Drag show draws diverse acts

As spring is fast approaching, it’s that time of year again for the LGBTQA drag show. 

This is the drag show’s seventh year in production and it is scheduled for Tuesday, April 6 at 8 p.m. in the BSC Gallery. The show will feature an “Old Hollywood” theme with Simpson College alumnus Jacob Kaufman acting as the host.

LGBTQA picked Kaufman to be this year’s host because of his professional experience performing drag in Chicago and his ties to the college.

“One of (Jacob’s) good friends is still a senior here and knew that he did drag professionally now out in Chicago,” junior Danielle Caswell, LGBTQA president, said. “We thought it would be a fun way to gain students interest in the show and up attendance.” 

Caswell explained what the drag show is for people who have never attended.

“Literally, the drag show is where you dress up as the opposite gender and it’s often satirical performances,” Caswell said.  “It concentrates on costumes, and it’s kind of like an art, because it’s the art of lip syncing and dancing. It’s just a different way of performing.”

About 10 performers participate in the drag show. Performers will include both students and professional drag artists from the Des Moines area.

“We’ve had as many as 10 (performers) before,” Caswell said.  “It’s never a huge number, but we bring in professional artists, too, and they do more than one routine.”

Junior Sara Olson, LGBTQA vice president, said that the drag show usually draws a large crowd.
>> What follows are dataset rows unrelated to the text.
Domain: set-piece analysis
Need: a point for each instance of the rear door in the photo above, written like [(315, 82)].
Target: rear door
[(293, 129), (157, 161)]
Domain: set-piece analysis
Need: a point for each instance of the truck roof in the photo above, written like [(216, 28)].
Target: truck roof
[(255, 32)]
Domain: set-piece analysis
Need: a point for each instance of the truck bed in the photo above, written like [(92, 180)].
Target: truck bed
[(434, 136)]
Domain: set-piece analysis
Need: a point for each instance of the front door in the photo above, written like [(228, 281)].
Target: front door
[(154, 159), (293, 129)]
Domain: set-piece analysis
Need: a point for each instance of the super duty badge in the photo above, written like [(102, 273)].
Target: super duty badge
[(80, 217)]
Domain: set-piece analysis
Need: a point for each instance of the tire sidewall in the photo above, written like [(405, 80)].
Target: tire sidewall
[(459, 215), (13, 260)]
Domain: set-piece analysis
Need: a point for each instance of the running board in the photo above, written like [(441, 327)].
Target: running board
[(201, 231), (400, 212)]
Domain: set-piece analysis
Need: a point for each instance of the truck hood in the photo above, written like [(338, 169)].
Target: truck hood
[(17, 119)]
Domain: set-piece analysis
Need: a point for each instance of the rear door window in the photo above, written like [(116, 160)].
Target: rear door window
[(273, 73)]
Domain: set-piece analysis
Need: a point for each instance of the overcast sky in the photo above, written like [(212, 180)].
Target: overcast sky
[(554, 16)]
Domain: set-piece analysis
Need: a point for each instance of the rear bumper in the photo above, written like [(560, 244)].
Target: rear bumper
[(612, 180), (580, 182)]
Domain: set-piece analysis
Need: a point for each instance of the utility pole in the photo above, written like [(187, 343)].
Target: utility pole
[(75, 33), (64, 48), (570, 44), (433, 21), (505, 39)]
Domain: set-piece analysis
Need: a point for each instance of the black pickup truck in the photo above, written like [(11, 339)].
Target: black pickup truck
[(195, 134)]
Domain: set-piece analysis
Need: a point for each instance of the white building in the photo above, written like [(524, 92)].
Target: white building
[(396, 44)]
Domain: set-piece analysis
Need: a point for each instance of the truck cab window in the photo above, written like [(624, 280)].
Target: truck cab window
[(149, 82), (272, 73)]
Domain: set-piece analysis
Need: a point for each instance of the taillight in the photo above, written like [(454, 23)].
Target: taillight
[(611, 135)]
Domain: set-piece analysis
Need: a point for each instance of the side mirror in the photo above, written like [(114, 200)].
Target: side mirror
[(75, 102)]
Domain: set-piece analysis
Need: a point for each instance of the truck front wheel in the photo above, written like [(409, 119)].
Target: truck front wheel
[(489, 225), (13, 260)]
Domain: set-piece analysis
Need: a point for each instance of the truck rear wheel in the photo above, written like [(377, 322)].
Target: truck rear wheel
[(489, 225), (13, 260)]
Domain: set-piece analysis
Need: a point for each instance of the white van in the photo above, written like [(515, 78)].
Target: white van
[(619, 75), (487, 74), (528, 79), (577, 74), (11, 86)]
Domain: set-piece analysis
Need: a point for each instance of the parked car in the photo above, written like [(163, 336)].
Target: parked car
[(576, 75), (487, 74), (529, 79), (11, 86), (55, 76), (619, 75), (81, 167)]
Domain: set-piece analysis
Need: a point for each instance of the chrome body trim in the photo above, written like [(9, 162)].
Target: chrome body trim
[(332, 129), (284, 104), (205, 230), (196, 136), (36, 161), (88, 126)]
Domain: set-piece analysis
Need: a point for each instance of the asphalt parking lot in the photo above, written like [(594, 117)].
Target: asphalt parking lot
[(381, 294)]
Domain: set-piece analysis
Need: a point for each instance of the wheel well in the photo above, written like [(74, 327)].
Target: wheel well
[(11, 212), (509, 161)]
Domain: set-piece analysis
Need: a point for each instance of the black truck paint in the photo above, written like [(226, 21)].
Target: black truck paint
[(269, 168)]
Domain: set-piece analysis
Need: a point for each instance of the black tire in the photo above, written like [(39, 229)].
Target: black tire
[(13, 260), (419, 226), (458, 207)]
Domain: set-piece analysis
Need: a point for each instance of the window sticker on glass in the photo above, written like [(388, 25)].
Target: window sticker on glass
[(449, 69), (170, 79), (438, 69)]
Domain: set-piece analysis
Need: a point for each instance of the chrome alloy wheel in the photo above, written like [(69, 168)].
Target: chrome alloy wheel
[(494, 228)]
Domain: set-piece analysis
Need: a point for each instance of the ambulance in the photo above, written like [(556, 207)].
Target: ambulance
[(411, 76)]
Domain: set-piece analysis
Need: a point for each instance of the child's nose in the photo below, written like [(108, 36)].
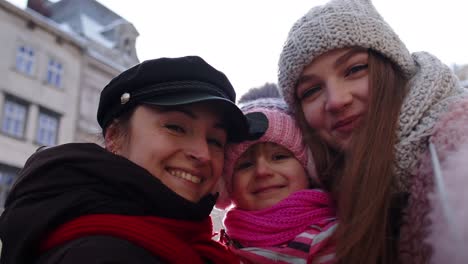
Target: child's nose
[(263, 168)]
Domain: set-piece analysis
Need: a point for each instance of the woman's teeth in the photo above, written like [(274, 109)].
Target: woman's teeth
[(186, 176)]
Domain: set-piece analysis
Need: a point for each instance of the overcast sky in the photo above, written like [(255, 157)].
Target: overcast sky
[(243, 38)]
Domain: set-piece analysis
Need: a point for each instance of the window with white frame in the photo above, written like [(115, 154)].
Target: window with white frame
[(14, 117), (25, 58), (54, 73), (47, 128)]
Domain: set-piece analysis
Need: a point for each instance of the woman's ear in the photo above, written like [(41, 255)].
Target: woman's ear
[(112, 138)]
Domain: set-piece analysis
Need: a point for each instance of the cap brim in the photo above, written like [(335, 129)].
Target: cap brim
[(235, 121)]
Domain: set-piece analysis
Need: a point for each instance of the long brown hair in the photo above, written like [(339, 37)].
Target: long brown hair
[(362, 178)]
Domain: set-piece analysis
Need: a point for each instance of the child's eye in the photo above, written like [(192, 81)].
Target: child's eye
[(243, 165), (356, 68), (281, 156), (216, 142), (175, 128), (309, 92)]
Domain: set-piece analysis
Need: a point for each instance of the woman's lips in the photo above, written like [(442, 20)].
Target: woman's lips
[(267, 189), (346, 125)]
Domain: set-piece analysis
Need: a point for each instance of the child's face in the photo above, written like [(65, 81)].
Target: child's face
[(266, 174), (181, 146)]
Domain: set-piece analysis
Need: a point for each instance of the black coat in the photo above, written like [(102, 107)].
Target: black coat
[(98, 250), (64, 182)]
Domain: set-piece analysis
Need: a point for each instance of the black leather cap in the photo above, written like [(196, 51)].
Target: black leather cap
[(171, 82)]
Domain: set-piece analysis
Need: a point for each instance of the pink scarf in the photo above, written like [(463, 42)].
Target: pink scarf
[(282, 222)]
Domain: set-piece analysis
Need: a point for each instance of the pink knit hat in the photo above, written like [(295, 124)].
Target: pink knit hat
[(270, 121)]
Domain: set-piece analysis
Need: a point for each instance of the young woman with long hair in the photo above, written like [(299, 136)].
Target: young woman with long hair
[(378, 113)]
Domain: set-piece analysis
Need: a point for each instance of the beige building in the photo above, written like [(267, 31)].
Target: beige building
[(56, 58)]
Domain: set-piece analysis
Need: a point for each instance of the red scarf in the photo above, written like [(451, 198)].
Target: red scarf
[(174, 241)]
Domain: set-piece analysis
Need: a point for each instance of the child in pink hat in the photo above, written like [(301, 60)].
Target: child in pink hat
[(276, 213)]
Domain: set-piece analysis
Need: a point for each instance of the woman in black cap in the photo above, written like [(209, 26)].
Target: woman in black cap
[(144, 198)]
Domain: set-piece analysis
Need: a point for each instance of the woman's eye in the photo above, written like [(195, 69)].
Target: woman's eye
[(175, 128), (310, 92), (356, 68)]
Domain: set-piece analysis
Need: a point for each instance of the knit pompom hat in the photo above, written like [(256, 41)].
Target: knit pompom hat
[(281, 129), (337, 24)]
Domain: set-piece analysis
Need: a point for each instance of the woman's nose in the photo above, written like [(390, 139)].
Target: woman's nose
[(338, 98), (199, 151)]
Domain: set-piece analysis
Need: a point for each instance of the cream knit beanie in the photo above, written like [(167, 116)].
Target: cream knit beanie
[(337, 24)]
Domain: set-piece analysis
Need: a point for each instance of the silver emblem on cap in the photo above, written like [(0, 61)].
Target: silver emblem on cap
[(124, 98)]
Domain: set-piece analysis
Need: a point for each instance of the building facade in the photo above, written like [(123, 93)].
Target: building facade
[(54, 65)]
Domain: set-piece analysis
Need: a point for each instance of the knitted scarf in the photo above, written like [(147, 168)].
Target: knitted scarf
[(174, 241), (282, 222), (431, 90)]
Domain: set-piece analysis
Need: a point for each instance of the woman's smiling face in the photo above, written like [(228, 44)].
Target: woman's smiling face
[(333, 92), (181, 146)]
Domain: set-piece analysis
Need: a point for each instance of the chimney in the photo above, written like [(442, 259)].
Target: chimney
[(40, 6)]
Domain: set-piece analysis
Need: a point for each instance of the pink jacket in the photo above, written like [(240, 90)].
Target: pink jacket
[(435, 228)]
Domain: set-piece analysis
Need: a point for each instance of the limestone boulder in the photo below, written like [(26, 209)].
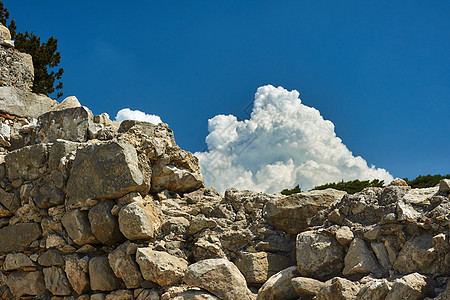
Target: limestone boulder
[(160, 267), (171, 168), (110, 169), (51, 258), (444, 186), (77, 272), (306, 287), (101, 275), (293, 214), (338, 289), (16, 68), (28, 162), (418, 255), (195, 294), (22, 103), (359, 260), (18, 236), (26, 283), (257, 267), (76, 223), (279, 286), (220, 277), (412, 287), (104, 225), (319, 255), (124, 266), (56, 281), (69, 124), (138, 220), (16, 261), (68, 102), (374, 289)]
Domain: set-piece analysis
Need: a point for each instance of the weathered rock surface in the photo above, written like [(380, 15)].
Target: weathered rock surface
[(104, 225), (78, 228), (319, 256), (18, 102), (17, 237), (16, 69), (138, 220), (359, 260), (279, 286), (28, 163), (337, 289), (220, 277), (412, 286), (70, 124), (160, 267), (56, 281), (26, 283), (110, 169), (293, 214), (259, 266), (101, 275), (124, 265)]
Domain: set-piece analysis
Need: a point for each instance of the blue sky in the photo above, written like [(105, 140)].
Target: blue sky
[(379, 70)]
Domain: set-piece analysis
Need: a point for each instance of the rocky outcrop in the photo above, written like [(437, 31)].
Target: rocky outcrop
[(93, 210)]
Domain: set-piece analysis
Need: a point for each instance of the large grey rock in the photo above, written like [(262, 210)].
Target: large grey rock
[(77, 272), (9, 200), (16, 68), (418, 255), (138, 220), (160, 267), (26, 283), (124, 266), (293, 214), (195, 294), (56, 281), (359, 260), (444, 186), (101, 275), (220, 277), (17, 237), (306, 287), (51, 258), (259, 266), (110, 169), (279, 286), (319, 256), (104, 225), (27, 163), (172, 169), (412, 287), (375, 289), (16, 101), (16, 261), (69, 124), (337, 289), (78, 228)]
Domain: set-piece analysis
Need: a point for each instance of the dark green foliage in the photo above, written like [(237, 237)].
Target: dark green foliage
[(45, 56), (426, 181), (351, 187), (293, 191)]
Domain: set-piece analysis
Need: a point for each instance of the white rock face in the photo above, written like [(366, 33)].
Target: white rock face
[(220, 277)]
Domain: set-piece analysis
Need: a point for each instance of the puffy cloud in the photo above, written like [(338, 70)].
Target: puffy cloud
[(128, 114), (284, 143)]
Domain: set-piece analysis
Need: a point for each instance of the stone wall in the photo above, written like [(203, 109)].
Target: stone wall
[(93, 210), (16, 69)]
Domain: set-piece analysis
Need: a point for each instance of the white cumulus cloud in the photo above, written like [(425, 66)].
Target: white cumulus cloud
[(284, 143), (128, 114)]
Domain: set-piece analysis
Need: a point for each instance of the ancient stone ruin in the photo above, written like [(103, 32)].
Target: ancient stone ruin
[(90, 209)]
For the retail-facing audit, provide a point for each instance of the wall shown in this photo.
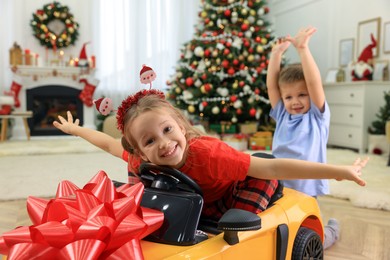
(15, 17)
(334, 19)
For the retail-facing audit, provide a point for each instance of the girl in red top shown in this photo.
(154, 131)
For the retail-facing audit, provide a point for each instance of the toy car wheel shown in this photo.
(307, 245)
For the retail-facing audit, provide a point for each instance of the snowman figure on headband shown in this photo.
(147, 75)
(364, 68)
(104, 105)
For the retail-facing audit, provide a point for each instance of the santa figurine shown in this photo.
(83, 59)
(147, 75)
(364, 67)
(103, 106)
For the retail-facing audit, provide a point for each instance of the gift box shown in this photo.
(237, 141)
(261, 141)
(248, 128)
(224, 128)
(98, 221)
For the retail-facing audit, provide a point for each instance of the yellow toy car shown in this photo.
(291, 228)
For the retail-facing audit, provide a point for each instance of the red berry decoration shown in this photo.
(189, 81)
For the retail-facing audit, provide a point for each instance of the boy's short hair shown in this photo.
(291, 73)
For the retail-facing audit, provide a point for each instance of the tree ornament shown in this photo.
(252, 112)
(54, 26)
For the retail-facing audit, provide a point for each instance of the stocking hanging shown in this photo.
(86, 95)
(14, 91)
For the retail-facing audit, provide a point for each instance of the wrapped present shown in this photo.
(98, 221)
(224, 128)
(248, 128)
(237, 141)
(261, 141)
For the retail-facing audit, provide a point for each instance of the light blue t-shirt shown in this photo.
(302, 137)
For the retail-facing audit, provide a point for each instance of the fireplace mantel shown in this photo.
(32, 77)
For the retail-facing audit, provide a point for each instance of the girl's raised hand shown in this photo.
(355, 171)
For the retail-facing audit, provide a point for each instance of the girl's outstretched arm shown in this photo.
(287, 169)
(97, 138)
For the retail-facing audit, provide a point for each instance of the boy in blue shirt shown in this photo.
(302, 115)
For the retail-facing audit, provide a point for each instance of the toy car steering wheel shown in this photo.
(153, 171)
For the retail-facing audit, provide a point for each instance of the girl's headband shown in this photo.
(131, 101)
(147, 75)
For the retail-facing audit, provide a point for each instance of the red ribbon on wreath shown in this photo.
(98, 221)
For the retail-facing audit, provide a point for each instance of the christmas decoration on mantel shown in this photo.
(54, 26)
(221, 72)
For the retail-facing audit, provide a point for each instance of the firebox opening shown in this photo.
(47, 103)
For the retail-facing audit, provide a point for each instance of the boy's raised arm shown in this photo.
(309, 66)
(273, 71)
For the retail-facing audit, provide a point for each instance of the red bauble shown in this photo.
(231, 71)
(233, 98)
(189, 81)
(252, 112)
(225, 64)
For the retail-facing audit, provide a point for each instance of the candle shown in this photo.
(93, 59)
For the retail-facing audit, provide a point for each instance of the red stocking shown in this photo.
(14, 92)
(5, 109)
(87, 93)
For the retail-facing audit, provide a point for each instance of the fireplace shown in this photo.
(47, 103)
(49, 92)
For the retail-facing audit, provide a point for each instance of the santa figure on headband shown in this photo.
(364, 68)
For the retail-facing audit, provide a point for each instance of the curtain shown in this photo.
(128, 34)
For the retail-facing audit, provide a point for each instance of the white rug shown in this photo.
(36, 167)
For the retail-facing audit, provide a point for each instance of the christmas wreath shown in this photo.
(54, 26)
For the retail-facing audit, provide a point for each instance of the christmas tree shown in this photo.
(378, 126)
(221, 74)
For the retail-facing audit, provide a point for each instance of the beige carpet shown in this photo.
(36, 167)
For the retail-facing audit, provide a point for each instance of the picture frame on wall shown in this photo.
(346, 51)
(365, 29)
(386, 37)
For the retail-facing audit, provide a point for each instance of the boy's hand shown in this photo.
(281, 45)
(66, 126)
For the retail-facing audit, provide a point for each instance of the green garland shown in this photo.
(49, 13)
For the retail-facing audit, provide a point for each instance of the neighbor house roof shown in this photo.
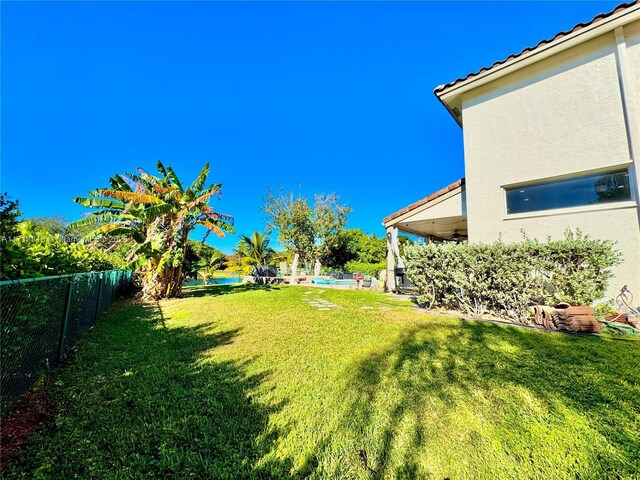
(543, 45)
(425, 200)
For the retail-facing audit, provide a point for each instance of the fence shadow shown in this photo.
(217, 290)
(145, 401)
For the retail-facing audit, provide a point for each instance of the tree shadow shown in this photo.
(591, 379)
(145, 401)
(217, 290)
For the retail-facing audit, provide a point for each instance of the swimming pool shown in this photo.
(332, 281)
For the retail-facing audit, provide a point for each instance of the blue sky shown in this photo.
(312, 96)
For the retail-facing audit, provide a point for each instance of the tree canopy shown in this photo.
(301, 227)
(157, 213)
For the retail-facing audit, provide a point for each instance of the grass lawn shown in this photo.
(252, 382)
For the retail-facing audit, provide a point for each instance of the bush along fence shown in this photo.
(41, 319)
(506, 279)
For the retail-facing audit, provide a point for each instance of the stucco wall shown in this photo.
(559, 116)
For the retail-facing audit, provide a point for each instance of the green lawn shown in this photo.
(240, 382)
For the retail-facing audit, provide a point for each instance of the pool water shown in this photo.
(332, 281)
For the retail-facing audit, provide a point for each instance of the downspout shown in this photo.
(630, 111)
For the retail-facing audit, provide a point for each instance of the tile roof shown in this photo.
(427, 199)
(559, 35)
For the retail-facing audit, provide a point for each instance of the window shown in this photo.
(590, 189)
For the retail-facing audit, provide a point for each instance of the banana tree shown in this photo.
(158, 214)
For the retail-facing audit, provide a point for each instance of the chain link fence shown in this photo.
(42, 318)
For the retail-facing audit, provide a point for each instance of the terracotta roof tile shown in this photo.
(559, 35)
(423, 201)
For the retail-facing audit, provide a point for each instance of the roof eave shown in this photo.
(449, 92)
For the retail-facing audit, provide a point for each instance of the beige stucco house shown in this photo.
(551, 141)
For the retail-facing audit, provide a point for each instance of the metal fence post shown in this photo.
(65, 320)
(95, 315)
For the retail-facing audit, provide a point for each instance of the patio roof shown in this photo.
(424, 201)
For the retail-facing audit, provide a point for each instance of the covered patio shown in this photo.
(439, 217)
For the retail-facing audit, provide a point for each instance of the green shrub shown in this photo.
(39, 253)
(372, 269)
(505, 279)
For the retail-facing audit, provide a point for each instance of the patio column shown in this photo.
(391, 263)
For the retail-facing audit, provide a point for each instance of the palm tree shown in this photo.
(158, 214)
(256, 248)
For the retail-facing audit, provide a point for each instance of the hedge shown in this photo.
(505, 279)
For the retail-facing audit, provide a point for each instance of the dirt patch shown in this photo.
(32, 411)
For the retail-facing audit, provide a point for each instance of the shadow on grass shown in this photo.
(593, 379)
(145, 401)
(216, 290)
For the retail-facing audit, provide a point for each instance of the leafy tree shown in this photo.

“It’s a pretty big event,” Olson said. “It’s our major event that LGBTQA hosts on campus, so it is very well known. It happens every year, so people expect that we will have a drag show in the spring.”

Olson stressed that there is more to drag than just entertainment.

“Basically, there is a lot of history behind drag,” Olson said.  “It is not simply just dressing up and prancing around as a man or a woman. It has often been used to make political and important statements, and it is just a good way to play around with gender roles.”         LGBTQA uses the drag show as an opportunity to raise money for organizations such as the AIDS Project for Central Iowa. They also encourage people to attend and experience something different.

“We encourage people to go,” Olson said.  “We also encourage people to participate, because drag is a really interesting way to play with gender roles and express different things.”

Sophomore Blaiqe Allshouse attended the drag show for the first time last year and liked the show, even though she did not know what to expect.

“I like how it had students in it, but overall it was my first time, so I didn’t really know what to expect,” Allshouse said.  “It was really promiscuous, and I didn’t realize they were going to have real drag queens there.”

Allshouse is eager to attend the drag show again this year.

“I can’t wait to go to it again,” Allshouse said.  “I’m really excited to see it again.”